Incorporating a "self-knowledge card"—a summary of model-specific prior performance—into prompts yields a modest improvement in calibration, both in terms of Brier score and estimated/actual token ratio, but leaves a substantial gap to full-information performance.
Auction Efficiency
Market-based auction outcomes using model-generated self-estimates systematically underperform oracle allocation benchmarks. Models earn substantially lower expected and realized profit per task; for example, realized auction profit for GPT-5.2 is $0.006$/task compared to an oracle profit of $0.385$/task. Aggressive but miscalibrated bidding (e.g., Gemini) can distort allocation without generating efficient outcomes. Prompt-level prior information marginally reduces oracle gaps but does not resolve core deficiencies in taskwise self-assessment.
Market Scaffolding Experiment
An illustrative market-inspired routing scaffold is deployed to test market-based multi-agent coordination. The scaffold executes up to two agents per task, using self-assessed success probabilities and costs for routing. The market paradigm surpasses a solo baseline (58% vs. 48% pass rate for the best-performing solo model, GPT-5.2), but remains below the oracle (84%) and strong external scaffold (74%). Gains are mainly attributable to the diversity of the model pool rather than market-based allocation per se. The experiment also reveals increased resource usage in the market condition due to multi-agent inspection and retrying.
Matched centralized routers using the same workers reach similar performance (54% pass rate), indicating the marginal impact of the current bidding mechanism is muted due to poor bid calibration. Interventions providing historical performance priors ("hard-prior" bidding) further enhance market scaffold performance, illustrating the importance of self-knowledge signals for future markets.

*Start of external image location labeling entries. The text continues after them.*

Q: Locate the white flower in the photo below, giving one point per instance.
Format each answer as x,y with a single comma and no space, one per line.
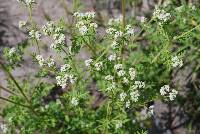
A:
118,125
143,19
132,73
112,57
114,45
72,79
134,95
93,25
98,66
109,78
40,60
4,128
118,67
110,31
48,29
29,2
118,34
125,80
115,21
172,94
83,30
12,51
22,24
53,46
129,30
74,101
88,62
176,62
62,80
51,62
90,14
61,39
164,89
161,15
151,110
128,104
122,96
112,87
121,73
65,68
140,84
35,34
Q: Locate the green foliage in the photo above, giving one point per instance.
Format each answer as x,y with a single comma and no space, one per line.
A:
126,72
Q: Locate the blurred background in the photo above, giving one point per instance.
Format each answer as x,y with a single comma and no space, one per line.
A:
172,118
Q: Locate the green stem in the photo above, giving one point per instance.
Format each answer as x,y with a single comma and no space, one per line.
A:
73,64
123,4
7,90
186,33
90,47
123,10
33,26
11,101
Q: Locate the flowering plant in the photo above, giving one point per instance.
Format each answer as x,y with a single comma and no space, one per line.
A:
112,91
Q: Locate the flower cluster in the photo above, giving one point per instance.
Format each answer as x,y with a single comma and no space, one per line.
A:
161,15
57,33
22,24
27,2
65,76
74,101
117,33
42,62
167,92
12,51
85,23
98,66
3,128
35,35
176,62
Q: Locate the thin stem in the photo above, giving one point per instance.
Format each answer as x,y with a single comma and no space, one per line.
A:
13,79
90,47
123,8
7,90
186,33
73,64
33,26
123,4
11,101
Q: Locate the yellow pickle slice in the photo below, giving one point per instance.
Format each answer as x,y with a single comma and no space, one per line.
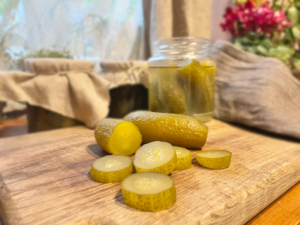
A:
214,159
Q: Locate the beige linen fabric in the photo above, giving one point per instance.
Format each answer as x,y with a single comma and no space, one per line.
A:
175,18
68,87
125,72
256,91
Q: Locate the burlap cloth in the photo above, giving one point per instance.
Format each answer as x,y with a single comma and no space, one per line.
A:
68,87
256,91
125,72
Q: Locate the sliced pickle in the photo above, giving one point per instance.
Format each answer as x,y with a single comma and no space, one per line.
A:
178,130
156,156
214,159
111,168
118,137
149,191
184,158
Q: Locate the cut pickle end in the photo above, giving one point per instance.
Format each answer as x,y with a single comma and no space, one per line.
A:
111,169
149,191
184,158
156,156
214,159
178,130
118,137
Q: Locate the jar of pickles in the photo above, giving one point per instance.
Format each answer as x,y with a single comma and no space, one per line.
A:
182,77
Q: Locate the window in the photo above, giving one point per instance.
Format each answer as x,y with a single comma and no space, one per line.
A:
81,29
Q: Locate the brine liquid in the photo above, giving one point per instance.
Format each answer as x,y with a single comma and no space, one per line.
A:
171,91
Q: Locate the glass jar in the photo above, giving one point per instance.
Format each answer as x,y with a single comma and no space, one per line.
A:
182,77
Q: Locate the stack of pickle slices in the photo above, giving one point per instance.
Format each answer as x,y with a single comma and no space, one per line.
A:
166,138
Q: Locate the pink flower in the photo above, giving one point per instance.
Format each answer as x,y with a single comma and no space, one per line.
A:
244,18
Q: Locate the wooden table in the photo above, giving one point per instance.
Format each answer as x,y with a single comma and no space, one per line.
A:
44,180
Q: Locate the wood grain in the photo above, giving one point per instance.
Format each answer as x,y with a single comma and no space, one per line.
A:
50,183
13,127
284,211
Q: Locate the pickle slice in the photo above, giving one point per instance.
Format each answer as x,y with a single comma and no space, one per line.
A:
214,159
184,158
156,156
149,191
118,137
111,168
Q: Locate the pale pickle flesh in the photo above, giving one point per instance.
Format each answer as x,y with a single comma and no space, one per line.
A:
184,158
111,169
155,156
149,191
117,136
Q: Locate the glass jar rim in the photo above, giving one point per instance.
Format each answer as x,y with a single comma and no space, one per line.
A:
180,47
199,40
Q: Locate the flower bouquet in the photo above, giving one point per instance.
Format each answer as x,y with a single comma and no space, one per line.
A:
267,29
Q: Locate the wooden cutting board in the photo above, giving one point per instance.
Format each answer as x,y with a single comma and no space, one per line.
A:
49,182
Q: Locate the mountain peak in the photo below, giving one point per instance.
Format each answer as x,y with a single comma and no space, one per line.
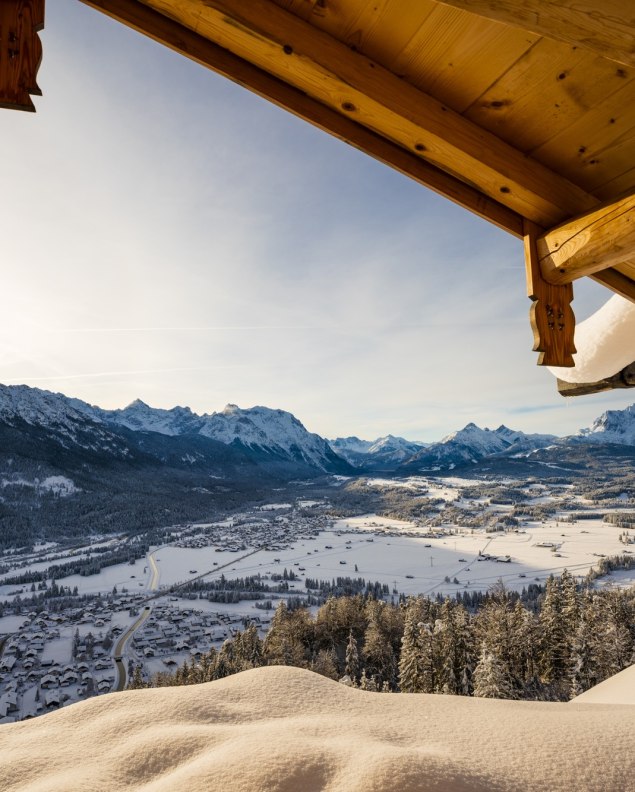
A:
137,404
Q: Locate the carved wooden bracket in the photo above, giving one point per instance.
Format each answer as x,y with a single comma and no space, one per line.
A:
552,319
20,52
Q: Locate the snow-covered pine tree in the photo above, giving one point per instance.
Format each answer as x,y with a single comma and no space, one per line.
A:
352,658
490,677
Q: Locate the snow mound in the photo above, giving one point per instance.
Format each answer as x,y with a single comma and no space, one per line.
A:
618,689
605,343
283,729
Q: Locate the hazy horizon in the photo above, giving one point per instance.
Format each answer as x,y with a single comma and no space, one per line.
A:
177,239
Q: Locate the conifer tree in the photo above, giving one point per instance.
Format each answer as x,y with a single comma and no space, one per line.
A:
352,658
490,677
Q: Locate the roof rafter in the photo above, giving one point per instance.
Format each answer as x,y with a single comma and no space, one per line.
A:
606,27
602,238
330,72
181,39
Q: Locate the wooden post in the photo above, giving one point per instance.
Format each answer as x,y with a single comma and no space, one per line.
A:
20,52
552,319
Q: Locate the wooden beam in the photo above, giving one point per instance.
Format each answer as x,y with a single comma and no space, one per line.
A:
606,27
590,243
199,49
623,379
20,52
551,317
330,72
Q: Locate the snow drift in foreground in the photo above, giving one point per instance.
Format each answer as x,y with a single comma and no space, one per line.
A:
283,729
605,343
618,689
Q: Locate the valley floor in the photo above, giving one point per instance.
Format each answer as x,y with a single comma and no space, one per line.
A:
283,729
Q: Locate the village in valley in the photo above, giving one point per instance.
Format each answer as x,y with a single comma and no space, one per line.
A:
186,588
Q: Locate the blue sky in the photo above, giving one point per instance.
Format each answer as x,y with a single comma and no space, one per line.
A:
172,237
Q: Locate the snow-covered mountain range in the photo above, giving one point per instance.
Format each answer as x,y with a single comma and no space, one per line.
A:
262,433
264,436
471,444
384,453
613,426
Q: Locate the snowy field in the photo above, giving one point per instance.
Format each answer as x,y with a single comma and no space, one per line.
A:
393,552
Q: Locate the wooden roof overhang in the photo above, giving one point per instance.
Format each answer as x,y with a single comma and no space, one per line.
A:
522,111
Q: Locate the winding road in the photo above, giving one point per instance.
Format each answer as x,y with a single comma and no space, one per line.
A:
122,642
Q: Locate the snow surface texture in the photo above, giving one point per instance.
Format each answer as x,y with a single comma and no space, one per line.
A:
283,729
618,689
605,343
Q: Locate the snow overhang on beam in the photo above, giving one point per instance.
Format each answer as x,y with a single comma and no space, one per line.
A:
20,52
606,351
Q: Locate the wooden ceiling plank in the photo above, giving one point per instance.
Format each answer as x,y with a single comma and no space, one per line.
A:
385,27
459,68
346,81
598,147
188,43
546,91
588,244
606,27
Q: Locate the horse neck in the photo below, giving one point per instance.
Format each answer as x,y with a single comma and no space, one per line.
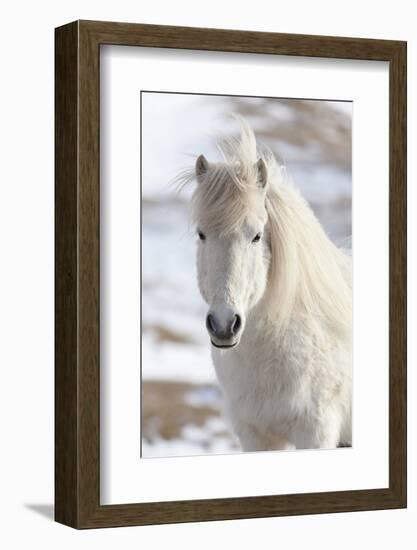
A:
308,274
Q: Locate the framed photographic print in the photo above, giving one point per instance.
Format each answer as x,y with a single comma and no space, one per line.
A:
230,274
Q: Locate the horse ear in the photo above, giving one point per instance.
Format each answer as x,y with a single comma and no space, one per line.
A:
262,173
201,166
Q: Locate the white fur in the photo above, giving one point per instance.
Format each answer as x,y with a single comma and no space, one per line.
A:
287,382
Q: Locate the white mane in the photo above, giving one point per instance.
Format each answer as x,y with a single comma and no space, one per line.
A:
308,275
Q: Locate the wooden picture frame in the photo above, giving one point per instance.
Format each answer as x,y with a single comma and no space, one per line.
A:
77,365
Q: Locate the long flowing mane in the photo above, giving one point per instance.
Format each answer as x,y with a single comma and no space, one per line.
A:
308,275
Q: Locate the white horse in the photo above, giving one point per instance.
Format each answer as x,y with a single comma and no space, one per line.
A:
280,303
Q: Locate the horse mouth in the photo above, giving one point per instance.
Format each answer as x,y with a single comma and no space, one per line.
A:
225,346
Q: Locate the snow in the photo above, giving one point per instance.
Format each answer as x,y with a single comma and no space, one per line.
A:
175,346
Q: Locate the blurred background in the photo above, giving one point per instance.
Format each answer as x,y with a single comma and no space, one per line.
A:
181,402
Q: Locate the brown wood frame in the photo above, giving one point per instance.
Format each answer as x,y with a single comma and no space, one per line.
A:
77,370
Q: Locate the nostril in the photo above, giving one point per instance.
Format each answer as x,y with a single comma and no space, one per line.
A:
237,323
210,323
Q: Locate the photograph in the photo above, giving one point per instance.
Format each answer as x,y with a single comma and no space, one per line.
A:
246,274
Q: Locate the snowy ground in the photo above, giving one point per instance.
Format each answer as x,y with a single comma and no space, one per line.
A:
181,403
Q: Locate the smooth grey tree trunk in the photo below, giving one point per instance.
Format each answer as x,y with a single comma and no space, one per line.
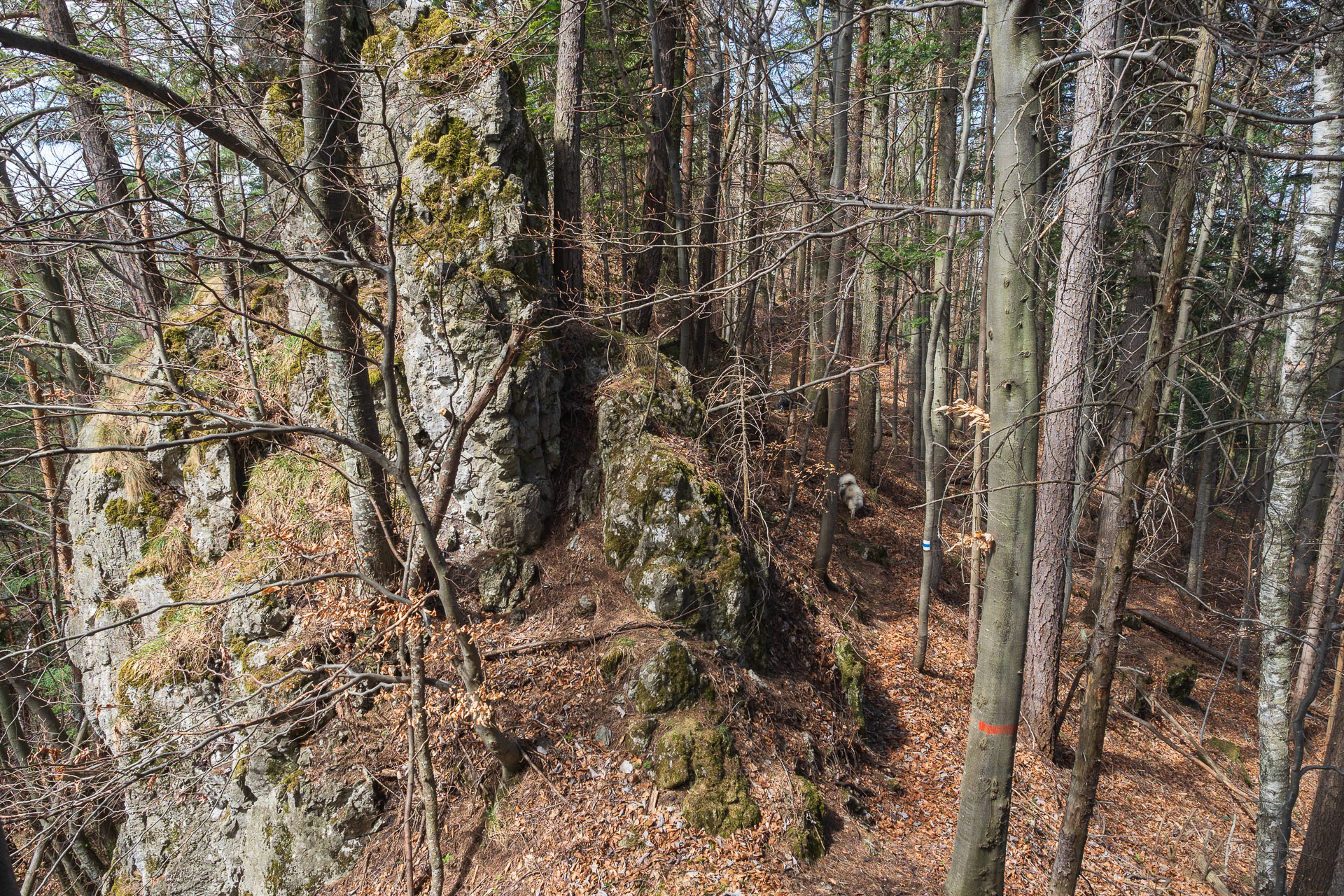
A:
328,97
1065,375
977,862
872,280
832,304
1292,463
936,352
566,132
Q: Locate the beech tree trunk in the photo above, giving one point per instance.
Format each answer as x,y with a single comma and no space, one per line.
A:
664,33
1130,454
1322,846
870,288
706,273
568,190
977,862
831,311
1068,360
1292,461
330,111
940,328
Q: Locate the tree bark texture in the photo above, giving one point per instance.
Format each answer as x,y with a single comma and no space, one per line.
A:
1292,464
977,862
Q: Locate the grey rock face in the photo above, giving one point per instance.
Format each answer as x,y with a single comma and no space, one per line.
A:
504,582
257,820
470,262
667,680
663,523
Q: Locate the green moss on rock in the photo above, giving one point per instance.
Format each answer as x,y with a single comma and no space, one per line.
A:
718,801
806,836
851,679
612,662
146,514
1180,682
667,679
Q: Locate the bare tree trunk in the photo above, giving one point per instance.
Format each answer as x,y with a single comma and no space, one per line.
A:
424,758
870,288
1316,634
330,109
710,202
664,33
940,327
831,323
1322,846
1292,458
137,266
977,862
566,134
1068,360
1119,536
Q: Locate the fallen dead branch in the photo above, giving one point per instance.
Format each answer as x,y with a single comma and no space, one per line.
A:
574,640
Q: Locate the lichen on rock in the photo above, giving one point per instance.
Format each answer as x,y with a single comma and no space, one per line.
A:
470,182
667,680
504,580
663,523
851,679
718,801
806,839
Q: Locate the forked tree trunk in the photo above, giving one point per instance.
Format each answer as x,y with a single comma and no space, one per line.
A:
940,330
1292,461
330,109
977,862
1068,360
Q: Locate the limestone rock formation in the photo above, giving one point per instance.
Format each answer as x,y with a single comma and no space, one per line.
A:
667,680
689,752
470,176
664,524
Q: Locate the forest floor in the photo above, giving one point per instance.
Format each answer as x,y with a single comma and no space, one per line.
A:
578,824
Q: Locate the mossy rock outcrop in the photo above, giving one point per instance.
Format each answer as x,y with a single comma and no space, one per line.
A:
718,801
851,679
470,182
504,580
663,523
806,839
1180,682
667,680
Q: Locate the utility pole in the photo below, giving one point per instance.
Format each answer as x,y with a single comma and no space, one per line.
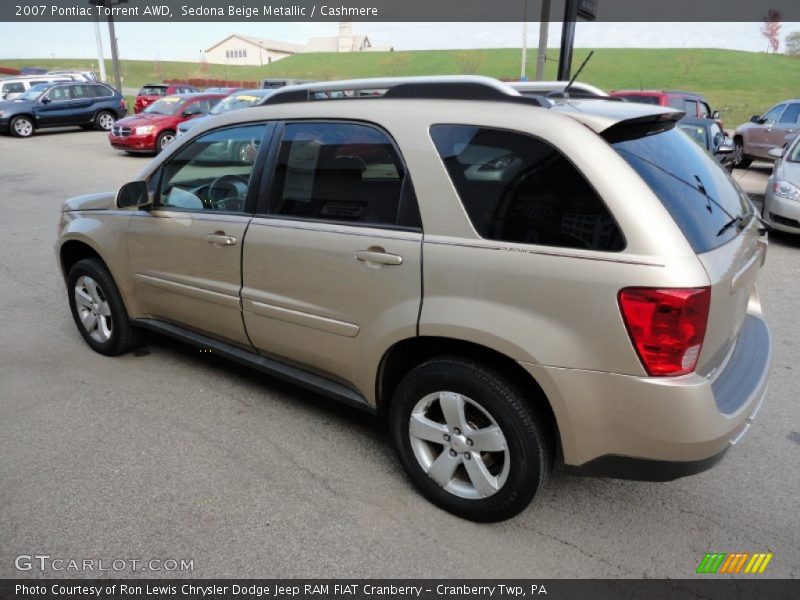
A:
523,66
101,61
107,4
567,39
544,25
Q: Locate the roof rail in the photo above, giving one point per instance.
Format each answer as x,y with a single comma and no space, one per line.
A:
448,87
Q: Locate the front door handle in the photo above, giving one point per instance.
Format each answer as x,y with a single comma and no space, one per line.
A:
378,256
220,238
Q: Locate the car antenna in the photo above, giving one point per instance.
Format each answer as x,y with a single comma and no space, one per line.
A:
574,77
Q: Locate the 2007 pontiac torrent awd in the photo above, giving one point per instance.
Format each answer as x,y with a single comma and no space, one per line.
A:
515,283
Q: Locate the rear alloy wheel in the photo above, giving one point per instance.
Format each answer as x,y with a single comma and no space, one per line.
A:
98,310
740,159
104,120
469,440
21,127
164,140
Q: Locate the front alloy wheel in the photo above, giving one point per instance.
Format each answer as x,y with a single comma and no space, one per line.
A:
93,310
22,127
98,309
459,445
471,440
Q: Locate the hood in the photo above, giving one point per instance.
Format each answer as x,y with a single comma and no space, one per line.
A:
790,171
141,119
101,201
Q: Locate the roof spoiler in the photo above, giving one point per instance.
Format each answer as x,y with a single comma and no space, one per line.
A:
637,127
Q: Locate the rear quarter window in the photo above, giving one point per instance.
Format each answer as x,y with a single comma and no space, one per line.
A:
518,188
694,188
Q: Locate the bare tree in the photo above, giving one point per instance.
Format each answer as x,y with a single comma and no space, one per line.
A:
771,29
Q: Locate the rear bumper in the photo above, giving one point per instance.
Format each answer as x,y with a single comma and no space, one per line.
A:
658,429
133,143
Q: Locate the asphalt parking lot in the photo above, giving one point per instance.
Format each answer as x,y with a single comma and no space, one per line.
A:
167,453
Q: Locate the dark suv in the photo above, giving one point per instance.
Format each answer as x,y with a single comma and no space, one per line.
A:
88,105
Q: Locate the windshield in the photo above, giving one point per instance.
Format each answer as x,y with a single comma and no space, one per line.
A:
235,102
166,106
696,190
696,132
34,92
153,90
793,153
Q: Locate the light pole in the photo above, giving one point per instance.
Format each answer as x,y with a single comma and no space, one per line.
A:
544,24
523,65
112,37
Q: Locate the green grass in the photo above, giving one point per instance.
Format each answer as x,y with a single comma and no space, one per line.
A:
737,83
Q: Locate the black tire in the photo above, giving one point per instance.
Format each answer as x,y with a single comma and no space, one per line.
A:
528,443
104,120
740,160
123,336
21,126
164,139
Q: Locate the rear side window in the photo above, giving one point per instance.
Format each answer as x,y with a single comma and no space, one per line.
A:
13,88
790,114
517,188
696,190
342,172
101,91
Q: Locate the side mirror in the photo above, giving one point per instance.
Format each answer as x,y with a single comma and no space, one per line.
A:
725,147
133,194
776,152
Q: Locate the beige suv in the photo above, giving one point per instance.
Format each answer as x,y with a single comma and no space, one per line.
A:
513,283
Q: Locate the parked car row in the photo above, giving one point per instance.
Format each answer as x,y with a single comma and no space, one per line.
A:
88,105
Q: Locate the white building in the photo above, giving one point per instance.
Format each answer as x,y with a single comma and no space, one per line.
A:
239,49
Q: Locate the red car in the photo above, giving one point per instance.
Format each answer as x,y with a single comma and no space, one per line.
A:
154,128
151,92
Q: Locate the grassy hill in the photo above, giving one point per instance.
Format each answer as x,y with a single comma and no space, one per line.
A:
737,83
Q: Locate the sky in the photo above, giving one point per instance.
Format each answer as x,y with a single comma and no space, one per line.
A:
185,42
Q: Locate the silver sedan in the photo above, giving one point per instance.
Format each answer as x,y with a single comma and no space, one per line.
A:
782,199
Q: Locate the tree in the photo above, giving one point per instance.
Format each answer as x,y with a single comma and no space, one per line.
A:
771,29
395,64
793,44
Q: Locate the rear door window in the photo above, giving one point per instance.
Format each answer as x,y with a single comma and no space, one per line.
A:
518,188
791,114
342,172
697,192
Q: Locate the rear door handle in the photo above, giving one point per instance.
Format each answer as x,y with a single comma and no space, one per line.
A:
220,238
378,256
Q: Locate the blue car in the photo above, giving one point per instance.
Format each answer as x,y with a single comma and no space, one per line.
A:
237,100
88,105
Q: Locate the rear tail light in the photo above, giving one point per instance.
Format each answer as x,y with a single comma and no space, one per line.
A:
667,326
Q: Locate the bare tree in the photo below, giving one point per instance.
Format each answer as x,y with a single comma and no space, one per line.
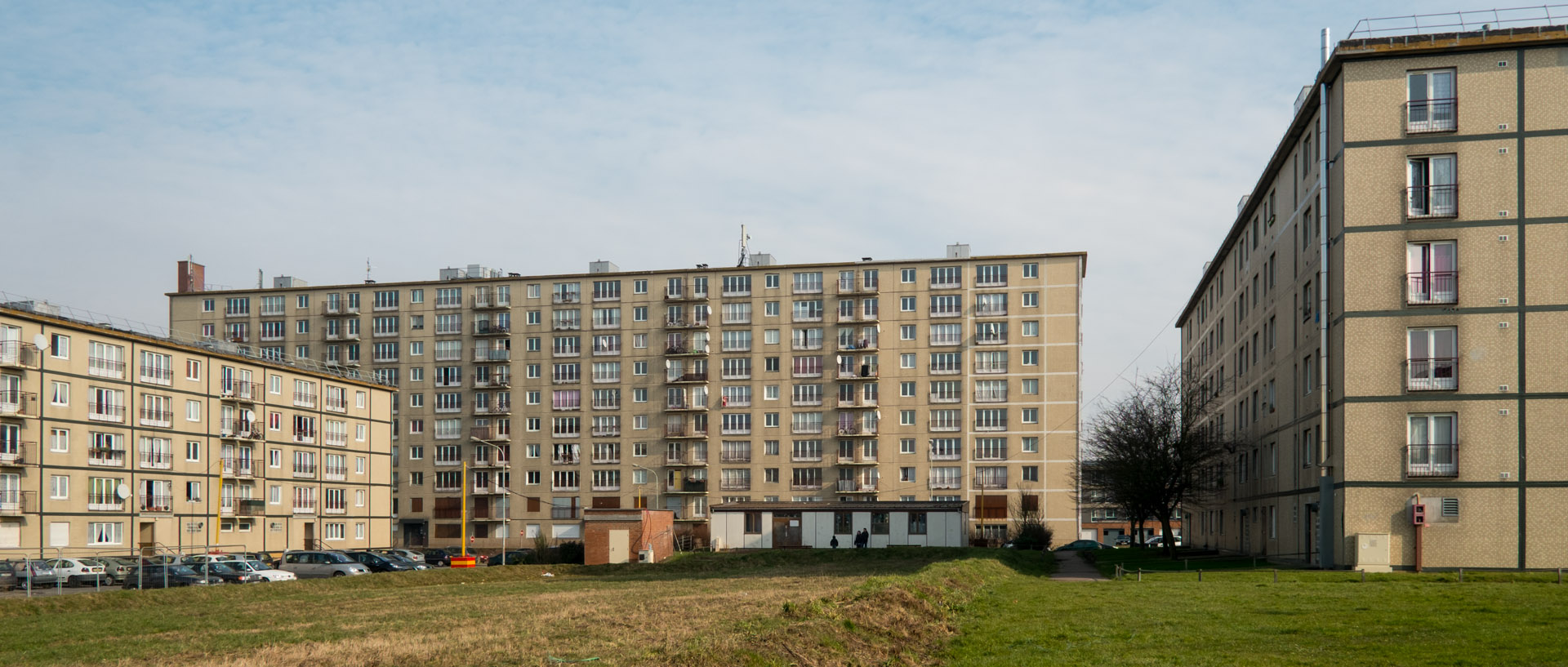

Implications and Future Directions
The empirical evidence indicates that self-assessment is the critical bottleneck for realizing the promised efficiency of market-based AI agent coordination. In absence of reliable, task-specific probabilistic and cost estimates, decentralized price-based allocation is noisy and suboptimal. This insight has immediate design implications:
- Calibration as a Core Capability: Calibration, abstention, and disciplined resource prediction should become explicit objectives in model training, fine-tuning, and evaluation, not just downstream task performance.
- Market Scoring Functions: Future markets will likely score bids not just on price, but also on historical reliability, abstention discipline, and domain reputation, akin to scoring auctions in procurement or sponsored search. Such designs can partially counteract poor agent-level calibration through aggregation of external or historical metrics.
- Cost-Quality Schedules: As frontier agents demonstrate increasing marginal returns for higher resource provision, simple scalar bidding (cost/expected success) is inadequate. Mechanisms will need to elicit and reason with agent-specific cost-quality schedules (token budget → pass probability curves, etc.).
- Richer Institutional Mechanisms: Full realization of AI-enabled markets will require reputation systems, escrow mechanisms, and possibly third-party verification oracles to ensure bid reliability and agent accountability.
- Beyond Software Engineering: Extension of MarketBench to broader task regimes (e.g., scientific reasoning, strategic planning) is essential to stress-test market-based designs at scale.
Conclusion
MarketBench provides a rigorous, operational framework for measuring the viability of market-oriented coordination among AI agents, demonstrating with strong empirical evidence that current LLMs are hampered by weak self-calibration. The findings underscore an urgent need to prioritize calibration and metacognitive self-assessment in agent design for practical decentralized AI systems. The path to effective AI-agent markets will integrate richer self-knowledge, multi-attribute bid scoring, and improved economic protocols, bridging gaps revealed in this benchmark toward scalable, trustworthy, and economically efficient agent ecosystems.